My problem is that the service does not start when a message hits the queue. The service is hosted in IIS, and so it is not instantiated until IIS receives a request. If I browse to the service then it processes the messages in the queue, but obviously this is not my desired method of processing the queue!
I expect that I need to change the service implementation, or change the IIS setup, but I do not know where or what to change.
UPDATE
Does anyone actually use MSMQ over WCF? I had this working for a short time - I enabled the binding on a different website on the same server, bizarrely - but now it has somehow stopped working again.
The only problem I am having is with the Activation of the service when there is a message in the queue. At present the queue only processes when the service is instantiated, e.g. when I browse the the .svc file. I have the net.msmq protocol enabled on the application, and I have the net.msmq binding enabled on the site... is there anything else I need to do?

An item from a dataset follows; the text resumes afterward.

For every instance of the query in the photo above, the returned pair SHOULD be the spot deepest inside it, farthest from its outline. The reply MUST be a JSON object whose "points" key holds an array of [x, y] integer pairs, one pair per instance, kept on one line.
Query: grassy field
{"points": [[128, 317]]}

You explicitly need to configure IIS for non HTTP activation. I don't know all the details of the top of my head but basically you need to use appcmd to configure and enable the net.msmq binding activation.
Check this blogpost or this screencast should give you all the details.
This might save somebody the hours it took me:
http://msdn.microsoft.com/en-us/library/ms731053.aspx
I believe that my problems using MSMQ binding over WCF were mainly around IIS.
I had no end of problems using Windows XP / Server 2003 with IIS 6.
Using Windows 7 or Server 2008 with IIS 7.5 everything works well.
An even better suggestion is to run MSMQ as a managed service / Windows Service or a stand-alone application rather than under IIS.